A couple of weeks ago I was in Brussels to participate in the 4th ODF Plugfest. I planned on writing up a nice long post about it. But right when I started to draft this blog post, I came across an excellent article in LWN.net by Koen Vervloesem (Twitter @koenvervloesem): ODF Plugfest: Making office tools interoperable. Since his article is far better than what I would have written, I recommend that you go and read that article first, and then come back here for what meager additional scraps of insight I can add.

Go ahead. I can wait. I’ll be here when you get back.

The ODF Plugfest format is a two-day event. On one day engineers from the vendors work together, peer-to-peer, on interoperability testing, debugging, resolving issues, etc. This is done in a closed session, with no press present, and with a gentlemen’s agreement not to use information from this session to attack other vendors. We want the Plugfest to be a “safe zone” where vendors can do interoperability work where it is most needed, using unreleased software, alpha or beta code in some cases. For this to work we need an environment where engineers can do this work, without fear that each bug in their beta product will be instantly maligned on the web. This would be anti-productive, since it would repel the very products we need most to attend Plugfests.

I think customers would be proud to see their vendors putting their differences aside for the day to work on interoperability. Although among the vendors and organizations present there were several fierce competitors, two parties to a prominent patent infringement lawsuit and both sides of a prominent fork of a popular open source project, you would not have guessed this if you watched the engineers collaborating at the Plugfest. A key part to this neutrality is that the Plugfests are sponsored and hosted by public sector parties and universities and non-profits. In this case we were hosted by the Flemish government.

So that was the first day of the Plugfest, and for the details I can say no more, for the reasons I’ve stated.

On the 2nd day we have a public session, with vendors, but also the press, local public sector IT people, local IT companies, etc. The program and presentations are posted. My presentation on ODF 1.2 is also up on my publications page.

A few leftover notes that I have not seen mentioned elsewhere:

We had great participation from AbiWord, where developers apparently have funding to work on their ODF 1.2 support.
DIaLOGIKa announced that after their next release they will no longer have funding from Microsoft to continue work on their ODF Add-in for Office. The code, however, will remain as open source. Since Oracle has commercialized the previously free Sun ODF Plugin, this means that there is no longer any free, actively developed means of getting ODF support on Office 2003. If you want ODF support on Office, you must upgrade to Office 2007 or Office 2010.
Some good demos of new ODF-supporting software, including LetterGen, OFS Collaboration Suite, ODT2EPub and odt2braille.
Itaapy announced that they were close to releasing a C++ version of their popular lpOD library (already available in Python)

In standards work, on committees with endless conference calls and endless draft specifications and the minutia of clause and phrase, it is too easy to mistakenly view that narrow world as your customer.
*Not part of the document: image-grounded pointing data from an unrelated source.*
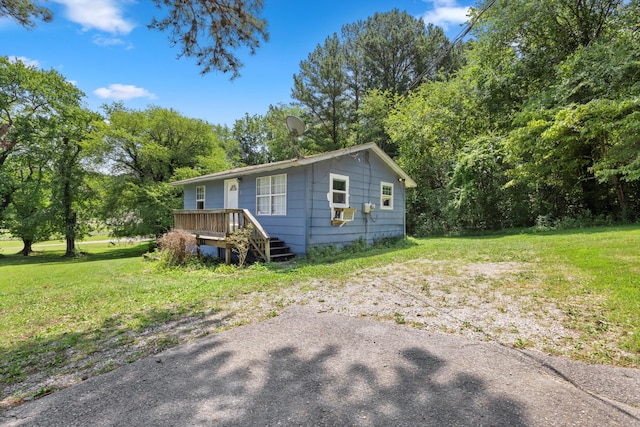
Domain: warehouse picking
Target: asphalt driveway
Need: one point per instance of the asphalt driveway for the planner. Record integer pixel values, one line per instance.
(304, 368)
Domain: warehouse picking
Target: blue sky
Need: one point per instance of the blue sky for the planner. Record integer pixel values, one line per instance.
(104, 47)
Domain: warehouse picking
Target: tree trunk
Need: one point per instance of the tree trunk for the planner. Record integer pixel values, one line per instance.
(26, 249)
(622, 201)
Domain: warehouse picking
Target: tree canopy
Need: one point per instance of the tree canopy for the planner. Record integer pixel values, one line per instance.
(209, 31)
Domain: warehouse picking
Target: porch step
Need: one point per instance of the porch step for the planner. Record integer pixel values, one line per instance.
(279, 250)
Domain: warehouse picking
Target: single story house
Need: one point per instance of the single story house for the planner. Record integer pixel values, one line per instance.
(332, 198)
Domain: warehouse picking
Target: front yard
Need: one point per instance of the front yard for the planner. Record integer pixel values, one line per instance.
(573, 293)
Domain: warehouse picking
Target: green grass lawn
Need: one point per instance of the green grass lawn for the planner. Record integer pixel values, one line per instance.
(56, 311)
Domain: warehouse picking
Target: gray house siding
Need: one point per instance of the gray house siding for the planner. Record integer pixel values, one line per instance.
(308, 219)
(365, 173)
(290, 227)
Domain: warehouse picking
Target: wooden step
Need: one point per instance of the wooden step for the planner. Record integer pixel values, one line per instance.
(279, 250)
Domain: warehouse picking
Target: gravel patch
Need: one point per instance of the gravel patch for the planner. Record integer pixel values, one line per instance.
(480, 301)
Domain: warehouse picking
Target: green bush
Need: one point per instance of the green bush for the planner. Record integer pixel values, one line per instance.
(177, 248)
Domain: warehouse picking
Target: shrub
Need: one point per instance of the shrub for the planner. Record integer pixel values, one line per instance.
(241, 240)
(177, 248)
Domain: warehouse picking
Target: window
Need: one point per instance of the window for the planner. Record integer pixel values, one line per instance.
(200, 197)
(386, 195)
(339, 191)
(271, 195)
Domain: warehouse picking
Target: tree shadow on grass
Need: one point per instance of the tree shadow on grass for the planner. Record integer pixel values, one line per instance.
(56, 257)
(34, 366)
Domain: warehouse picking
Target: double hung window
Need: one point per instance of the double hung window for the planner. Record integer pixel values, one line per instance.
(200, 197)
(271, 195)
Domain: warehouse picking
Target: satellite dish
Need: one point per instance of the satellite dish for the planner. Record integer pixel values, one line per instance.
(295, 125)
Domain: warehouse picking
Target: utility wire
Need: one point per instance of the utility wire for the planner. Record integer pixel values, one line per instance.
(447, 50)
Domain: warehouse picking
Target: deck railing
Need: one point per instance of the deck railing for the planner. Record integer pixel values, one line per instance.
(219, 224)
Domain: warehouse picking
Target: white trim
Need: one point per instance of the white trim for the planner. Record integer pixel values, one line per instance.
(271, 195)
(233, 173)
(332, 197)
(228, 186)
(384, 197)
(203, 199)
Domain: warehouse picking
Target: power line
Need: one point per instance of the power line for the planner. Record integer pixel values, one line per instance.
(434, 63)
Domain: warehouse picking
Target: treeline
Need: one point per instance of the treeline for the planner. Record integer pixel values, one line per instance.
(535, 119)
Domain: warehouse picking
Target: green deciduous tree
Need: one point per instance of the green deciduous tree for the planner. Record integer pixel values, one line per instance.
(144, 151)
(321, 87)
(389, 53)
(41, 119)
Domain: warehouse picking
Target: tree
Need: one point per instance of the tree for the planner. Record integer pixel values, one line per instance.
(28, 216)
(321, 88)
(210, 31)
(71, 135)
(35, 108)
(145, 150)
(225, 25)
(389, 52)
(251, 133)
(430, 128)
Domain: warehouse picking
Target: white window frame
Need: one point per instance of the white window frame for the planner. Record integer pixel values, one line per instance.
(385, 197)
(271, 194)
(201, 199)
(335, 177)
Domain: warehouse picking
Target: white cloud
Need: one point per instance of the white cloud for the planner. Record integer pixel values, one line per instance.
(26, 61)
(103, 15)
(445, 13)
(123, 92)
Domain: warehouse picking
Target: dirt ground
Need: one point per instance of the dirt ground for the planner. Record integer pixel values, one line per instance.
(468, 300)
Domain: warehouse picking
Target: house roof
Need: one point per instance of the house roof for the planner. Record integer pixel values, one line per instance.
(302, 161)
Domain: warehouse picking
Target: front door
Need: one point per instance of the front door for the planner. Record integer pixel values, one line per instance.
(231, 187)
(231, 191)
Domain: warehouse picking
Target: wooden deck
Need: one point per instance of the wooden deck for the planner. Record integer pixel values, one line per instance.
(214, 226)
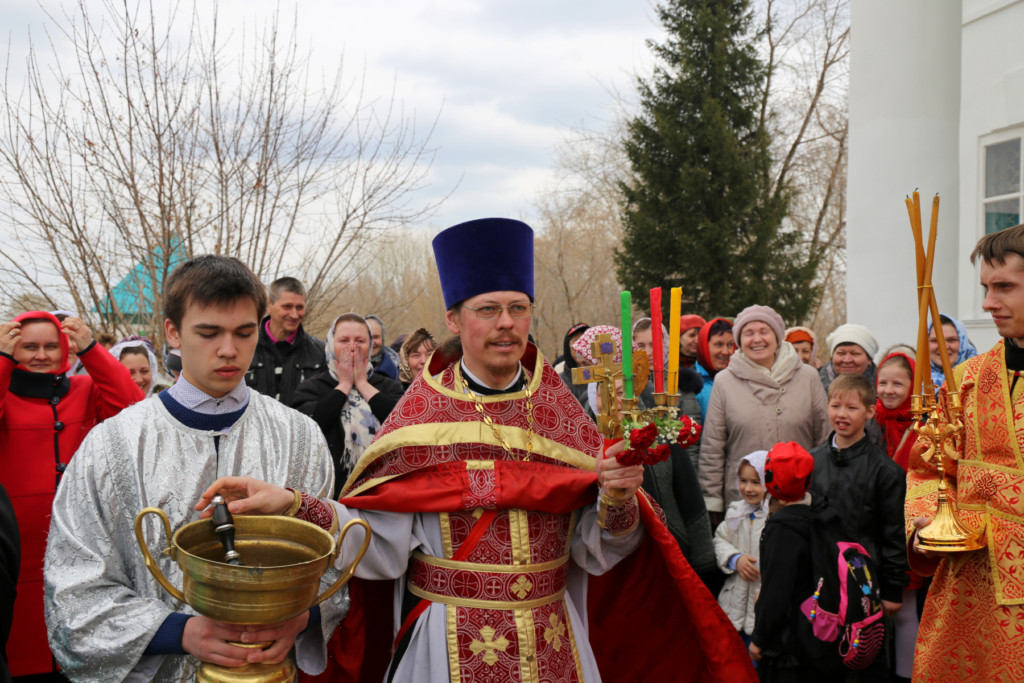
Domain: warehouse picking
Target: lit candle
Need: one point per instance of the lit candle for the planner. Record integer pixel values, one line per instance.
(627, 346)
(940, 337)
(675, 309)
(655, 329)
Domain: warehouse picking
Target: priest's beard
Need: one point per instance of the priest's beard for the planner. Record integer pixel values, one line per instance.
(506, 371)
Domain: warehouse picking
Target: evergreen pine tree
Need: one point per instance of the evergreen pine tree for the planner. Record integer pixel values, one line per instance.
(699, 210)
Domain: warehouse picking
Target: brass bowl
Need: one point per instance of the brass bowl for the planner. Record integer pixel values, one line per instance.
(284, 560)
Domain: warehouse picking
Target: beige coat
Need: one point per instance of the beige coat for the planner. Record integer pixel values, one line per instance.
(753, 409)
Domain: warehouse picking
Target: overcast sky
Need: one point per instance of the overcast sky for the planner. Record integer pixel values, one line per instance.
(507, 79)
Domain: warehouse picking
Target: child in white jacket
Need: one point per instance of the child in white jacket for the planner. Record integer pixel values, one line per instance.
(736, 545)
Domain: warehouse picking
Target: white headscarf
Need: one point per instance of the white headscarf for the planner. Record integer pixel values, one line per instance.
(145, 344)
(357, 419)
(744, 510)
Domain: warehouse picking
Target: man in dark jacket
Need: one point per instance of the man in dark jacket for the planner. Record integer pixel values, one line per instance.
(286, 354)
(862, 484)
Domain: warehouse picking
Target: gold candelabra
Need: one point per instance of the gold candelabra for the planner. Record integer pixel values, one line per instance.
(940, 430)
(945, 534)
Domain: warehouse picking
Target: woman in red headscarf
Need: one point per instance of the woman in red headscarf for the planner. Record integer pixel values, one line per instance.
(44, 416)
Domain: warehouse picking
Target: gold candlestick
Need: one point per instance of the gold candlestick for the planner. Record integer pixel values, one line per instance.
(666, 404)
(945, 534)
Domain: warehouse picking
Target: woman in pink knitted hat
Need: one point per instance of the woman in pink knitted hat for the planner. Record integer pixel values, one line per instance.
(766, 395)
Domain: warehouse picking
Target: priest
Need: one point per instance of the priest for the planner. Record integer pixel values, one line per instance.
(974, 616)
(107, 615)
(521, 552)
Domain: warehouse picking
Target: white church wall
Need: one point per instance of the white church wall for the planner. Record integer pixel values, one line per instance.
(991, 114)
(904, 134)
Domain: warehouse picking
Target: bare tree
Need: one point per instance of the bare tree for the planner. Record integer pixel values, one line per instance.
(807, 45)
(161, 138)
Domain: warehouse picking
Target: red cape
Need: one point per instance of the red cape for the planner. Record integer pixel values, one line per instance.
(650, 617)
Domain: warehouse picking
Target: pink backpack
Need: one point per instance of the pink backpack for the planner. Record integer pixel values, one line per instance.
(847, 604)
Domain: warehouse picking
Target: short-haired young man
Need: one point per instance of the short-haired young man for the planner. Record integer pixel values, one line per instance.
(975, 607)
(109, 619)
(482, 491)
(286, 354)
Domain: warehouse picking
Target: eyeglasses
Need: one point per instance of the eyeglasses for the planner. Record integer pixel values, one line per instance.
(491, 311)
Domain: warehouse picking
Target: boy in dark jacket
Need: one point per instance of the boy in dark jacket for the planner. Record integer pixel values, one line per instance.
(786, 577)
(864, 487)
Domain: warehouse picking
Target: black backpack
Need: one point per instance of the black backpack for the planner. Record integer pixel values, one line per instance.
(846, 606)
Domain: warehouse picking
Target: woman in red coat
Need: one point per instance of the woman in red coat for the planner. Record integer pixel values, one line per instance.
(44, 416)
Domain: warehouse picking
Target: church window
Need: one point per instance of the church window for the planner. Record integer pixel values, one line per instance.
(1003, 184)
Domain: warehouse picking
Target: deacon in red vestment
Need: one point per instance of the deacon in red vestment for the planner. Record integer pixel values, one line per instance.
(482, 491)
(972, 628)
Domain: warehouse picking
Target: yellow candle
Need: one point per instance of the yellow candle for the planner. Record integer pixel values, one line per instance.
(675, 309)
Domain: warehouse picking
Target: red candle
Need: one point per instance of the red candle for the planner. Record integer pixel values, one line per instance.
(655, 334)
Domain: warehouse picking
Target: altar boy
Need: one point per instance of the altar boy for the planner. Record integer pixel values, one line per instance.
(108, 617)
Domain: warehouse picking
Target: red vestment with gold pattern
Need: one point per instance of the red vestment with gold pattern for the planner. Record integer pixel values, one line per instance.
(507, 585)
(973, 625)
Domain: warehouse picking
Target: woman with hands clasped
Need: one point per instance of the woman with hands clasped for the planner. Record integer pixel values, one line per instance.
(349, 400)
(44, 416)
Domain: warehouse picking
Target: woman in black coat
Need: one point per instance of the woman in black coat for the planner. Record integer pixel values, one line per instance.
(349, 400)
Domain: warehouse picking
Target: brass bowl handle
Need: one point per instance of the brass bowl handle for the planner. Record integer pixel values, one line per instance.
(151, 564)
(347, 573)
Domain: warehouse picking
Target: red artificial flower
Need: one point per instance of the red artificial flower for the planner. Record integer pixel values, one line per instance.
(631, 457)
(690, 432)
(642, 437)
(658, 454)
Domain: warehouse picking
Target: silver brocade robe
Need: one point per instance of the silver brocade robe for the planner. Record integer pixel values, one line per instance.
(102, 606)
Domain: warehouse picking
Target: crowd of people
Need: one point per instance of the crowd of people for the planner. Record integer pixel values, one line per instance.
(793, 433)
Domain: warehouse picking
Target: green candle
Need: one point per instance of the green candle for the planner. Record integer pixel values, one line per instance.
(627, 346)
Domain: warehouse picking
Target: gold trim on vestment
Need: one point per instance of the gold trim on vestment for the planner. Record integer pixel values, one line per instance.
(527, 645)
(1008, 416)
(493, 568)
(446, 547)
(535, 384)
(990, 466)
(485, 604)
(452, 616)
(450, 433)
(519, 537)
(923, 489)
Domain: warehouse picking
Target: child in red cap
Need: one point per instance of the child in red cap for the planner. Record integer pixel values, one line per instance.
(786, 577)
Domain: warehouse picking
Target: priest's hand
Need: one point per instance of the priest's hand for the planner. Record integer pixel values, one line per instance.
(247, 496)
(209, 641)
(283, 635)
(617, 481)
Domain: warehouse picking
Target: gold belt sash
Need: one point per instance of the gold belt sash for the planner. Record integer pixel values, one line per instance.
(487, 586)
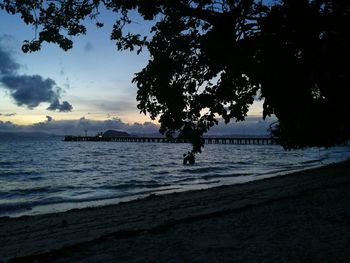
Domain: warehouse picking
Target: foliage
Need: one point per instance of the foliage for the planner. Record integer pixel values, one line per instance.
(211, 59)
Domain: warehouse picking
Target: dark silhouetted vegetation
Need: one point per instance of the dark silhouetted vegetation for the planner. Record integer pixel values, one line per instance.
(212, 59)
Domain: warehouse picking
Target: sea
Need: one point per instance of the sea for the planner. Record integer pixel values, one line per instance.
(47, 175)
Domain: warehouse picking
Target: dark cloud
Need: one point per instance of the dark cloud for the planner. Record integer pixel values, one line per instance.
(88, 47)
(61, 107)
(252, 126)
(7, 114)
(78, 127)
(29, 91)
(8, 66)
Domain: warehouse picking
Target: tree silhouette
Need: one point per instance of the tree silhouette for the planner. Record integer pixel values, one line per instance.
(211, 59)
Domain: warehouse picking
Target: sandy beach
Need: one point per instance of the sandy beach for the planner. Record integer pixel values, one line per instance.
(299, 217)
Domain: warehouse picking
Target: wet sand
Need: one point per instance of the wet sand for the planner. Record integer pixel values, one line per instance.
(299, 217)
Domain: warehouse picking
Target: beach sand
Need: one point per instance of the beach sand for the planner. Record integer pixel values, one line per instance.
(300, 217)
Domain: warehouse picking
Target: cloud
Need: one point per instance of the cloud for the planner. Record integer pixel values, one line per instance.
(7, 64)
(29, 91)
(7, 114)
(88, 47)
(61, 107)
(78, 127)
(252, 126)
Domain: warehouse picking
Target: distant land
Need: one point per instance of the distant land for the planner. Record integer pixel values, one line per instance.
(114, 133)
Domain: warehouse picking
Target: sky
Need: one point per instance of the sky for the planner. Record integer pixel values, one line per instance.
(89, 83)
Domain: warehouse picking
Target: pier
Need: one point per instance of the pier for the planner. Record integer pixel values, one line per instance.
(206, 140)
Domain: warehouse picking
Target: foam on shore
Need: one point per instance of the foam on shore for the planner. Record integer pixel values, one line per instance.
(291, 209)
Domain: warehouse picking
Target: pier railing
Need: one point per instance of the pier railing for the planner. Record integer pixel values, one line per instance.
(206, 140)
(219, 140)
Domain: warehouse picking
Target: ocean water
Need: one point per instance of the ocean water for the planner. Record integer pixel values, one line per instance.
(48, 175)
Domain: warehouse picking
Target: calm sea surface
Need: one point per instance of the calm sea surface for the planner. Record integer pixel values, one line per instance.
(49, 175)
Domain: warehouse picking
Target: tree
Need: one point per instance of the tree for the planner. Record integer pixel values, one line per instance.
(211, 59)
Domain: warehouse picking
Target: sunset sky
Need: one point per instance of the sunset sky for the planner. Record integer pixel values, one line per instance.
(93, 77)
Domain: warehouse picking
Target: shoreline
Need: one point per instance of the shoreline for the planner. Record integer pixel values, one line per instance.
(44, 209)
(69, 234)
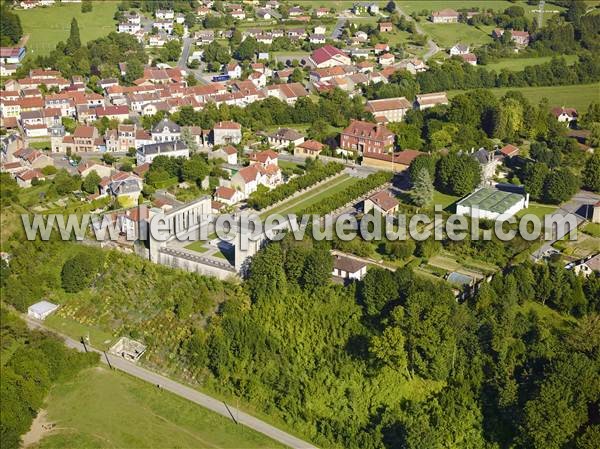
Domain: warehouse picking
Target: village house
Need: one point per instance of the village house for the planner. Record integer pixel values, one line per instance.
(459, 49)
(147, 153)
(166, 131)
(226, 133)
(520, 38)
(509, 151)
(25, 178)
(565, 115)
(348, 268)
(228, 196)
(227, 153)
(309, 148)
(329, 56)
(102, 170)
(445, 16)
(386, 59)
(389, 109)
(426, 101)
(284, 137)
(85, 139)
(386, 27)
(365, 8)
(364, 137)
(381, 202)
(469, 58)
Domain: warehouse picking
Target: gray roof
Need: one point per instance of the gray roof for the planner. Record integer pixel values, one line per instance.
(166, 123)
(162, 147)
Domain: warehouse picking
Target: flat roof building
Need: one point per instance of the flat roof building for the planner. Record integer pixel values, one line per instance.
(492, 204)
(41, 310)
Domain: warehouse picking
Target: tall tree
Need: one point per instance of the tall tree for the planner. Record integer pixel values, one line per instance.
(74, 40)
(422, 191)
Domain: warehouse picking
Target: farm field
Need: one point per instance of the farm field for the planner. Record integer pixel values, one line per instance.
(447, 35)
(497, 5)
(517, 64)
(103, 408)
(48, 26)
(577, 96)
(313, 196)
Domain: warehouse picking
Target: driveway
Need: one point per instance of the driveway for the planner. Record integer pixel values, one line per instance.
(432, 47)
So when I attend events like this and see the rapid growth of ODF-supporting software and the innovative work that is happening among implementors, I return reinvigorated. These are the real customers. This is what it is all about. I’m already looking forward to the next ODF Plugfest.

ODF Ingredients

2010/10/05 By Rob 2 Comments

I think you will enjoy this graphic. Click for a larger view. This is a chart of all of the standards that ODF 1.2 refers to, what we standards geeks call “normative references”. A normative reference takes definitions and requirements from one standard and uses it, by reference, in another. It is a form of reuse, reusing the domain analysis, specification and review work that went into creating the other standard. Each reference is color coded and grouped by the organization that owns the referenced standard, W3C, IETF, ISO, etc., and placed on a time line according to when that standard was published

I’m sure each reader will note interesting patterns on their own, but a few things stood out in my mind when looking at this chart:

ODF is very much built on top of web and internet standards from the W3C and IETF. That is where the bulk of our references are from. This is true not only of the older stuff from the web’s initial standardization effort in 1998-2000, but also for more recent work like GRDDL, RDFa and XForms 1.1. As documents start living more of a dual-life, on the desktop and on the web (and even mobile), this web standards heritage of ODF will continue to open new doors for ODF implementors and users.
Except for a few bedrock standards like Unicode, ISO just doesn’t register. They simply are not doing a lot of relevant work in this area.
A good response when you are faced with critics who claim that ODF is just based on what OpenOffice.org does. You can point out that OpenOffice was first released as open source in 2000 and via StarOffice had a proprietary history going back to 1984. So if ODF is merely a dump of what OpenOffice does, then why is ODF built on so many standards that did not exist in 2000? Does time travel explain it? Or maybe clairvoyance? Or maybe, just maybe it is just good engineering to reference relevant standards in your domain rather than reinvent a proprietary version of everything?

Is ODF Green?

2010/10/03 By Rob 11 Comments

Green IT is concerned with approaches to information technology that reduce the environmental impact from the manufacture, use and disposal of computers and peripherals. Occasionally I am asked whether Open Document Format (ODF) has any relationship to “Green IT”. This is an interesting question, and the fact that the question is asked at all suggests that Green IT goals are increasing playing a central role in decision making.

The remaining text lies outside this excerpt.